Балагуров потер голую голову, сказал с решимостью:
— Никакой корысти в том, что кормил и растил тебя я, а не родной отец, нет, ты знаешь. Благодарности я тоже не прошу, обойдусь как-нибудь, переживу. Но к матери, будь добр, относись по-человечески, или...
— Что «или»?
— Или оставь нас совсем. Хватит ее терзать. Добром прошу.
— Иначе будет худо?
— Я не угрожаю, просто предупреждаю. Это зависит от тебя.
— Понятно. — Ким встал, отодвинул ногой стул. — Спасибо за содержательную беседу. — И пошел к двери, где висело его пальто.
Балагуров не оглянулся, не стал удерживать. Хватит нянькаться, не ребенок.
Вскоре вышла переодетая в праздничное Ольга Ивановна, спросила с тревогой:
— А Ким где?.. Что тут у вас произошло, Вайя?
— Поговорили за жизнь, — сказал Балагуров, вставая. — Ты не расстраивайся, Оля, в конце концов это не впервой. — Он хотел обнять ее, но Ольга Ивановна отстранилась, губы ее задрожали.

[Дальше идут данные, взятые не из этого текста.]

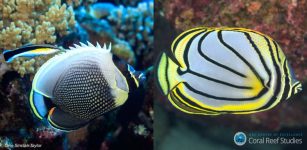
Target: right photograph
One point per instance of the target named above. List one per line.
(230, 74)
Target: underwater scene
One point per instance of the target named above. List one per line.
(199, 74)
(76, 74)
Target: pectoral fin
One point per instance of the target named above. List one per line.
(62, 120)
(39, 104)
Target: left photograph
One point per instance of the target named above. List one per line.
(76, 74)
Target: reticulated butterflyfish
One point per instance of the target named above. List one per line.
(30, 51)
(76, 86)
(225, 70)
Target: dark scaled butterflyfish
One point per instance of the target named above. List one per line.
(212, 71)
(77, 85)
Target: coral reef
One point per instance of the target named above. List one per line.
(56, 22)
(134, 25)
(129, 28)
(37, 22)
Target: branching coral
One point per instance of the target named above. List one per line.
(33, 21)
(134, 25)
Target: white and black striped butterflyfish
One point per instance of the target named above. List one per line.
(78, 85)
(212, 71)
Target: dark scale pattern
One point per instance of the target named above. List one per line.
(83, 91)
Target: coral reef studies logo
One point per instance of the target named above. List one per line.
(239, 138)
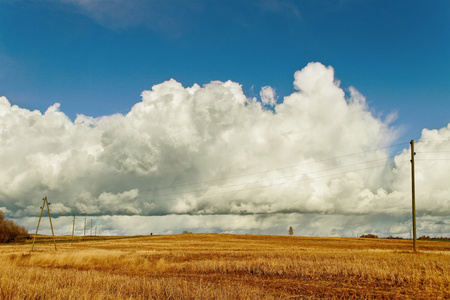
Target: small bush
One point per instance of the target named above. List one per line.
(10, 232)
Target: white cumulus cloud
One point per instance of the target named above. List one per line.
(210, 150)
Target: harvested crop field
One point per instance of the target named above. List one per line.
(221, 266)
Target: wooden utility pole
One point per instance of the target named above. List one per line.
(73, 227)
(39, 222)
(413, 196)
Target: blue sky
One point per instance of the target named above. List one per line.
(143, 153)
(96, 59)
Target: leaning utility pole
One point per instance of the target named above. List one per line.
(413, 196)
(73, 228)
(39, 222)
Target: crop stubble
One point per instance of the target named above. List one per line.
(221, 266)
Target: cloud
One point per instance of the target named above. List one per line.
(210, 151)
(268, 96)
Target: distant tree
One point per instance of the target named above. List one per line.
(291, 231)
(11, 232)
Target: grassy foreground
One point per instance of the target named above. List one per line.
(219, 266)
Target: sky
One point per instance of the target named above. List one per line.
(226, 116)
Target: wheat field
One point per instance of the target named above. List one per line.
(222, 266)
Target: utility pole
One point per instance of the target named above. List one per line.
(39, 222)
(73, 227)
(413, 196)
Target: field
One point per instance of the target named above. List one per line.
(221, 266)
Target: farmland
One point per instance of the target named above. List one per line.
(222, 266)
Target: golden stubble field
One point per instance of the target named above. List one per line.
(221, 266)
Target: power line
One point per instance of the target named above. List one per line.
(275, 184)
(271, 179)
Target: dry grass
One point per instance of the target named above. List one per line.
(213, 266)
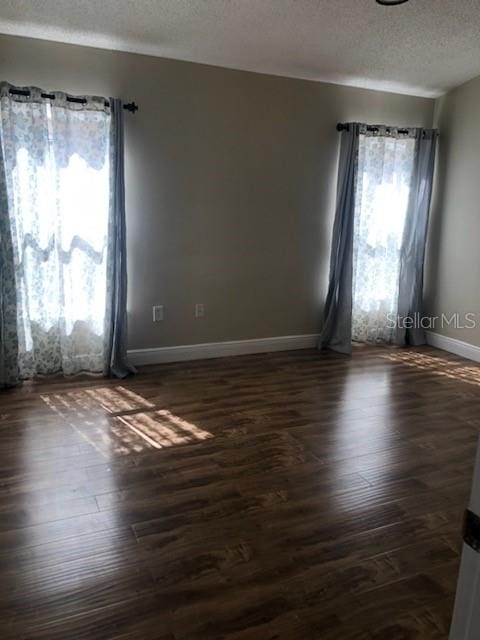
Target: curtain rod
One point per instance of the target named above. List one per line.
(129, 106)
(341, 126)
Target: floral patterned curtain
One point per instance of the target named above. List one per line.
(384, 175)
(57, 234)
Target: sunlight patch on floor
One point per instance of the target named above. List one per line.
(131, 424)
(452, 369)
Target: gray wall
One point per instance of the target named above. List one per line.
(230, 185)
(453, 257)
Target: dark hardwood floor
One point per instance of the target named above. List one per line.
(297, 496)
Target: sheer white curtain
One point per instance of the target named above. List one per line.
(384, 176)
(58, 215)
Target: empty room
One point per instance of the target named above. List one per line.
(239, 320)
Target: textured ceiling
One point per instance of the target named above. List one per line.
(423, 47)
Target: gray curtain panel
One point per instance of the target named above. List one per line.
(8, 293)
(62, 235)
(119, 365)
(412, 253)
(336, 332)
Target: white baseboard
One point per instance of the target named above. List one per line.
(458, 347)
(159, 355)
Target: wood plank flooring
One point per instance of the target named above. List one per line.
(288, 496)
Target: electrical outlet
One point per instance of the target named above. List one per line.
(199, 310)
(157, 312)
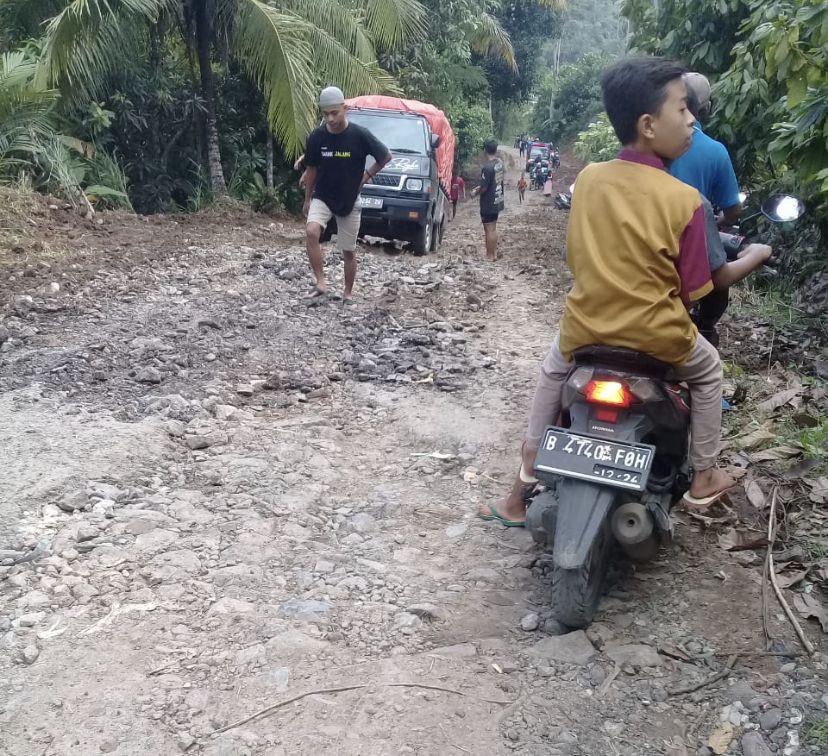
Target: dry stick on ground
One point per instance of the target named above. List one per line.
(270, 709)
(803, 639)
(708, 681)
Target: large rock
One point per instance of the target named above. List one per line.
(634, 653)
(293, 643)
(155, 540)
(754, 745)
(308, 610)
(572, 648)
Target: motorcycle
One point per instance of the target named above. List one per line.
(563, 200)
(611, 471)
(780, 208)
(555, 157)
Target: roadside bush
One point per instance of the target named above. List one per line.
(472, 126)
(597, 142)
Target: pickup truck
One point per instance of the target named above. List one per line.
(406, 201)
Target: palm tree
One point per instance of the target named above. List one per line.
(288, 47)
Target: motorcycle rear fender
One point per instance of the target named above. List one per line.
(583, 507)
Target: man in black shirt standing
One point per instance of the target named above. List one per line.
(491, 197)
(335, 158)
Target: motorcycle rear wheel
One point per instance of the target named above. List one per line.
(576, 593)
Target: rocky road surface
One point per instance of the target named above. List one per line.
(217, 500)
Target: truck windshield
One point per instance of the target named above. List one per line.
(399, 134)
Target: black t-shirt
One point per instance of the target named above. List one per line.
(491, 188)
(340, 163)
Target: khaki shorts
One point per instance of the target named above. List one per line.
(347, 226)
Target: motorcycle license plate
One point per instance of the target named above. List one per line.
(372, 202)
(575, 455)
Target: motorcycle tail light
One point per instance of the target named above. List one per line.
(612, 393)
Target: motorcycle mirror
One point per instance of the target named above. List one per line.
(782, 208)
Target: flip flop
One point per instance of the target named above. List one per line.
(704, 502)
(495, 515)
(315, 292)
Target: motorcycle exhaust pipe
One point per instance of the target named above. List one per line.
(632, 524)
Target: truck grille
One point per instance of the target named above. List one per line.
(383, 179)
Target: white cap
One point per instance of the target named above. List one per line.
(331, 96)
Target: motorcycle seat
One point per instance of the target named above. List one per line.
(619, 358)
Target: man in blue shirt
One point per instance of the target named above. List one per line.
(706, 166)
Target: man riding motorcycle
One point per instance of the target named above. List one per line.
(637, 297)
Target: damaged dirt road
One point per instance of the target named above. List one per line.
(218, 500)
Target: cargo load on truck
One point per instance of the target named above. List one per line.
(436, 119)
(407, 200)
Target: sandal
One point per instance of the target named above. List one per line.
(495, 515)
(705, 502)
(315, 292)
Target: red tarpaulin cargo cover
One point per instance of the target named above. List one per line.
(436, 119)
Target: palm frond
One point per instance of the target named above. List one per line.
(89, 40)
(273, 46)
(393, 23)
(489, 38)
(25, 109)
(340, 21)
(354, 76)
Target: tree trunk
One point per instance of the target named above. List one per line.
(208, 93)
(269, 158)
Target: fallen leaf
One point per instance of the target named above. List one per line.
(808, 606)
(819, 490)
(721, 738)
(791, 578)
(778, 400)
(741, 540)
(755, 438)
(755, 494)
(776, 454)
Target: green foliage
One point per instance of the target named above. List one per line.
(30, 143)
(586, 26)
(529, 25)
(472, 126)
(814, 441)
(769, 62)
(287, 47)
(569, 101)
(597, 143)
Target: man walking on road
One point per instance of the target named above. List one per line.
(458, 187)
(491, 197)
(335, 174)
(706, 166)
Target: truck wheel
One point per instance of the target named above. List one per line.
(575, 593)
(423, 240)
(437, 236)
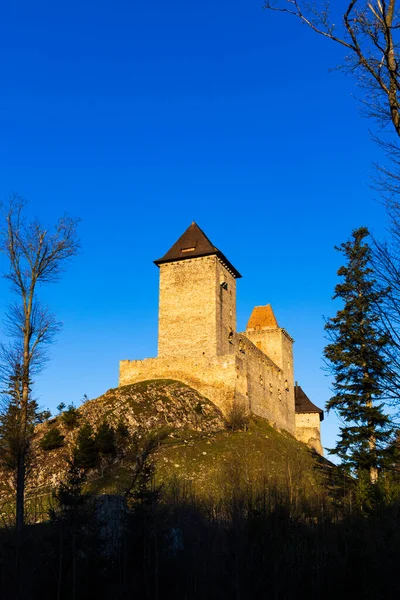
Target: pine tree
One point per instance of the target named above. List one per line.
(356, 356)
(14, 437)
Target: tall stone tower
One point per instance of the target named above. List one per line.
(197, 304)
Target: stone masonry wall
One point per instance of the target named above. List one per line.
(308, 430)
(196, 312)
(214, 378)
(244, 376)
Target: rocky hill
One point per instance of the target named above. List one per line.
(199, 450)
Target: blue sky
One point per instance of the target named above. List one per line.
(140, 117)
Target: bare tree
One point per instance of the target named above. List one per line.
(36, 256)
(369, 33)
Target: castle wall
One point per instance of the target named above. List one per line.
(308, 430)
(197, 308)
(262, 385)
(214, 378)
(245, 376)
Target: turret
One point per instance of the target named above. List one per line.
(197, 304)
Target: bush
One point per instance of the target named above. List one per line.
(105, 439)
(52, 439)
(70, 417)
(86, 454)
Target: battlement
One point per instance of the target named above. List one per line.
(198, 343)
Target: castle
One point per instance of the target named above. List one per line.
(198, 343)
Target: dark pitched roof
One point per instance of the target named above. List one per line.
(303, 404)
(193, 244)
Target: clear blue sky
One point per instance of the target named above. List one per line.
(140, 117)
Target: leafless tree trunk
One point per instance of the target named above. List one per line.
(36, 256)
(369, 33)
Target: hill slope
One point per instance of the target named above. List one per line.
(198, 451)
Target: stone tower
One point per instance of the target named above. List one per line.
(197, 303)
(263, 330)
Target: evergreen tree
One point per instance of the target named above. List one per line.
(86, 454)
(16, 428)
(356, 356)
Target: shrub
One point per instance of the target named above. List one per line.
(86, 455)
(52, 439)
(70, 417)
(105, 439)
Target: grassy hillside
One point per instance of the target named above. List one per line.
(198, 453)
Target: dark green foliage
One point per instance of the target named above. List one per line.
(105, 439)
(70, 417)
(86, 455)
(14, 440)
(52, 439)
(250, 546)
(356, 355)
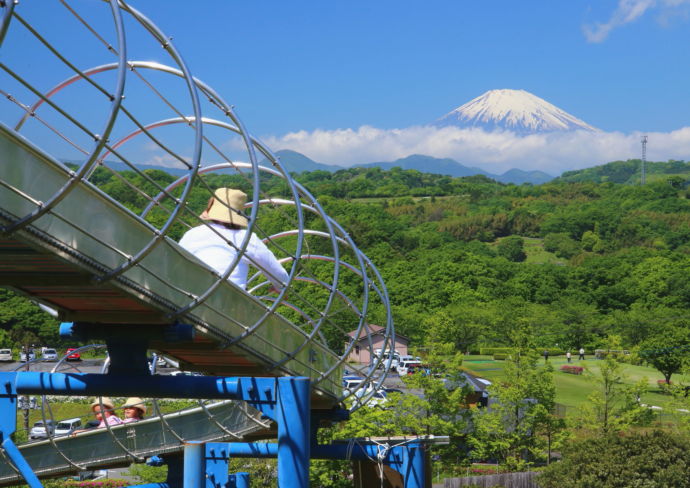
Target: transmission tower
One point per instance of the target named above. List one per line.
(643, 175)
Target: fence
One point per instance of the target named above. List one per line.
(507, 480)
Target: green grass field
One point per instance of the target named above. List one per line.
(573, 390)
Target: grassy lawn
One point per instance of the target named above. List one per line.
(573, 390)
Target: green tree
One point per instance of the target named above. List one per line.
(636, 459)
(613, 406)
(667, 351)
(522, 405)
(512, 248)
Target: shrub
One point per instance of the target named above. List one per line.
(652, 459)
(572, 369)
(488, 351)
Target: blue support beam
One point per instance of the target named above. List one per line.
(293, 418)
(8, 424)
(194, 465)
(285, 400)
(239, 480)
(210, 387)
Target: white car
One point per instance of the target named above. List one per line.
(40, 431)
(351, 383)
(49, 354)
(66, 427)
(378, 398)
(24, 357)
(405, 367)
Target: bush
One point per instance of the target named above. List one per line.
(572, 369)
(652, 459)
(489, 351)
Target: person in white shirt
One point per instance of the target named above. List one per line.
(217, 242)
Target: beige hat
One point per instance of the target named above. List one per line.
(226, 205)
(107, 403)
(135, 402)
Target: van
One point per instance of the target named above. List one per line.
(386, 356)
(66, 427)
(407, 367)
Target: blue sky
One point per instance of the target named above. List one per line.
(327, 65)
(356, 81)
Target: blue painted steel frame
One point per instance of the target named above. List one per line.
(284, 400)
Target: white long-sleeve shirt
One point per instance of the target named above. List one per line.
(213, 250)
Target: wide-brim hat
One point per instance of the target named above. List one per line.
(226, 206)
(135, 402)
(107, 403)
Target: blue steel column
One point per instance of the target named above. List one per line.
(8, 424)
(293, 418)
(413, 465)
(194, 465)
(239, 480)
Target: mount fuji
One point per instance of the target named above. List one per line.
(514, 110)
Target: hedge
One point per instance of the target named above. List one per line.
(490, 351)
(572, 369)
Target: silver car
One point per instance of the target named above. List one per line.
(49, 355)
(41, 430)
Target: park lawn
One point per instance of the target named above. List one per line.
(572, 390)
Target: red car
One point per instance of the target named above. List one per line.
(74, 356)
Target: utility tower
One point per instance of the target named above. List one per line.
(643, 175)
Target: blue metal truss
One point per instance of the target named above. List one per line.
(285, 400)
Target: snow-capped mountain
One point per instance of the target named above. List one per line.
(514, 110)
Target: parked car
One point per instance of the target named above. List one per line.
(74, 356)
(406, 367)
(25, 356)
(66, 427)
(378, 398)
(49, 354)
(6, 355)
(351, 383)
(41, 430)
(385, 357)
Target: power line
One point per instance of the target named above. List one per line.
(643, 176)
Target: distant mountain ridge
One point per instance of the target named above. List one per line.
(297, 163)
(514, 110)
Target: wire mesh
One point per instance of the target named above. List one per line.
(156, 115)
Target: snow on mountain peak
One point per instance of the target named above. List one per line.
(515, 110)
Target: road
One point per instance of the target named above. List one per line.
(83, 366)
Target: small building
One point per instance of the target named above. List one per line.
(363, 350)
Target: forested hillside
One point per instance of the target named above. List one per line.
(466, 260)
(677, 172)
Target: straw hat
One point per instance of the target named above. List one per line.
(226, 206)
(135, 402)
(107, 403)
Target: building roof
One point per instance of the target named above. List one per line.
(375, 330)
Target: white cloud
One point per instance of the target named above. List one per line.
(630, 10)
(495, 152)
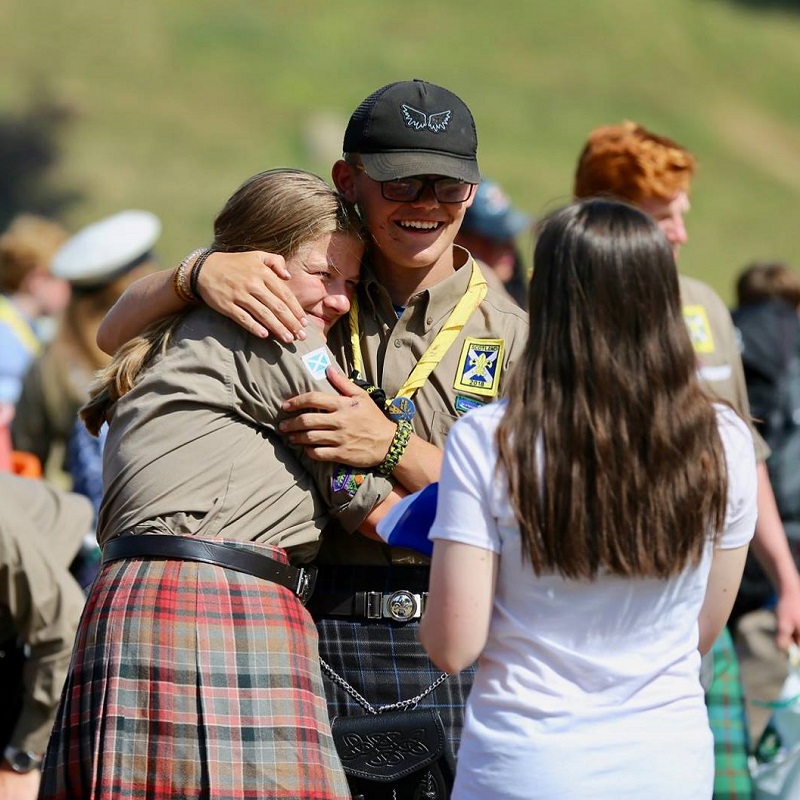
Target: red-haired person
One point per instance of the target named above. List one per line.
(654, 173)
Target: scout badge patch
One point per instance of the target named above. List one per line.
(699, 329)
(479, 367)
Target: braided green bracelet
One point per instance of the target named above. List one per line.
(396, 448)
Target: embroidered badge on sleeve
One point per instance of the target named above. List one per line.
(479, 367)
(346, 480)
(317, 361)
(699, 329)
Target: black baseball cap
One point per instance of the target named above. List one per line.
(414, 128)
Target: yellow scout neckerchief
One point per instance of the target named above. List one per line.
(19, 326)
(402, 406)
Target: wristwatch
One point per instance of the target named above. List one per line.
(22, 760)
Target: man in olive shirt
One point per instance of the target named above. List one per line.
(41, 530)
(427, 329)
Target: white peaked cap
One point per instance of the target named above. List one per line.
(105, 250)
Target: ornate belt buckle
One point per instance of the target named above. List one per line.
(401, 606)
(306, 581)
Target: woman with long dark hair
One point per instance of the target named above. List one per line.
(591, 532)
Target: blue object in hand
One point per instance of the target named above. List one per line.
(412, 528)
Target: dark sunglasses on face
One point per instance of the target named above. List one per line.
(409, 190)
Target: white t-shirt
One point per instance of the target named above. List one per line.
(584, 689)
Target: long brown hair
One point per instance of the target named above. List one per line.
(278, 211)
(633, 474)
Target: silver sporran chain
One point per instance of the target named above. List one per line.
(364, 703)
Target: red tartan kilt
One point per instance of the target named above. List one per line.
(190, 680)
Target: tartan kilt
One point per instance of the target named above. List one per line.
(189, 680)
(726, 715)
(385, 663)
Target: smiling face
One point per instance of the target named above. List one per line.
(324, 275)
(415, 236)
(669, 216)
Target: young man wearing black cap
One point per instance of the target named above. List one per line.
(424, 329)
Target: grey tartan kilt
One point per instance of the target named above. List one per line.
(385, 663)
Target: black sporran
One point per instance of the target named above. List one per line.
(395, 755)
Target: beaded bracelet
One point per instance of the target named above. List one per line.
(396, 449)
(195, 273)
(179, 283)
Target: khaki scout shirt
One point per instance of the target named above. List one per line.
(41, 530)
(714, 340)
(193, 448)
(493, 338)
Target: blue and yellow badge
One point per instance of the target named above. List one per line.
(479, 367)
(346, 479)
(699, 329)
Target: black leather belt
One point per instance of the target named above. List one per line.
(400, 605)
(300, 580)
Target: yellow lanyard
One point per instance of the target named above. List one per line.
(472, 298)
(12, 317)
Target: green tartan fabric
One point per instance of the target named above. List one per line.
(726, 715)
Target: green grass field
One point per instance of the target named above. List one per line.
(178, 101)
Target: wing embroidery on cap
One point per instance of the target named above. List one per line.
(419, 120)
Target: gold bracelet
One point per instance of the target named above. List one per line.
(179, 282)
(396, 449)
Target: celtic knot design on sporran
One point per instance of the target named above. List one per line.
(381, 749)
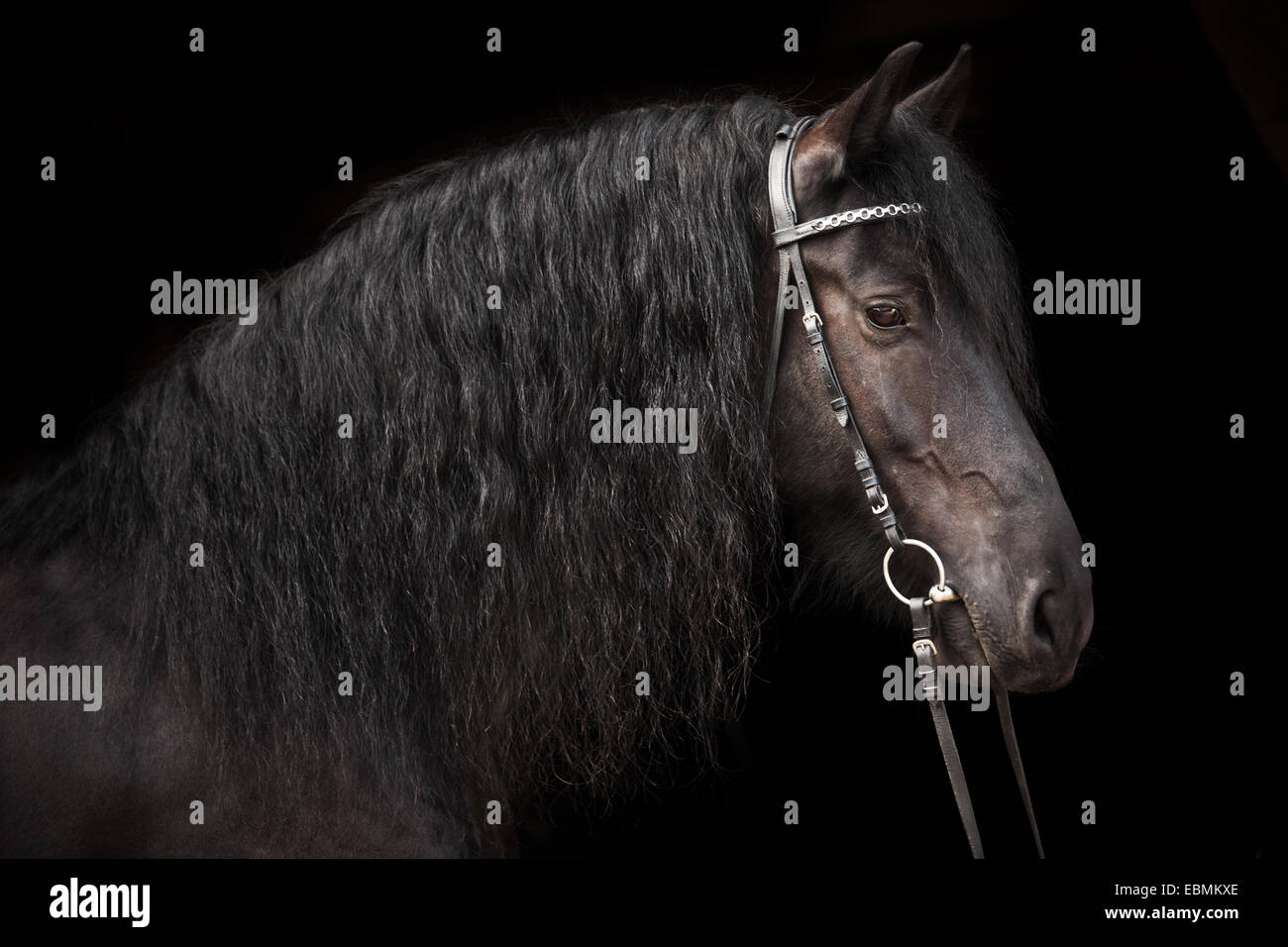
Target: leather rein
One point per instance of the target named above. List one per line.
(787, 236)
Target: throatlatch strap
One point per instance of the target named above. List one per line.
(923, 646)
(1013, 750)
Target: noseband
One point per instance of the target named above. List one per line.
(787, 237)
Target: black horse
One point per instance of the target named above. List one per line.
(391, 642)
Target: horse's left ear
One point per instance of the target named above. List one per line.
(849, 133)
(940, 102)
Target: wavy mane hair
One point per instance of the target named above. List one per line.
(472, 427)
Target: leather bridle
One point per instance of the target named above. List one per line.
(787, 236)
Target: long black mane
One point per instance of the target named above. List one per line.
(472, 427)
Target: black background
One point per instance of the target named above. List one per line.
(1107, 165)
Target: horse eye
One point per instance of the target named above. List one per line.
(887, 316)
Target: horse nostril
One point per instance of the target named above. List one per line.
(1041, 625)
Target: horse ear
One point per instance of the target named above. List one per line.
(849, 132)
(940, 102)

— Не-е расстраивайся-а... Чего тебе расстраиваться, сы-ын не твой, чужой... мо-ожно вы... вы-выгнать... — Она опустилась на диван и закрыла лицо руками.
— Да не выгонял я его, Оля, ей-богу, не выгонял! — Балагуров прижал обе руки к груди. — Ты же знаешь его, сам стал задираться, сколько же можно терпеть этого изверга!
Из своей комнаты вышла Валя, все поняла, накинула шубку, теплый платок и выскочила на улицу, хлопнув дверью.
— Изверга, да? — Ольга Ивановна встала и, не вытирая слез, пошла на Балагурова. — Для тебя он изверг, а для меня сын, родной сын, ро-о-одной! Как ты не понимаешь?!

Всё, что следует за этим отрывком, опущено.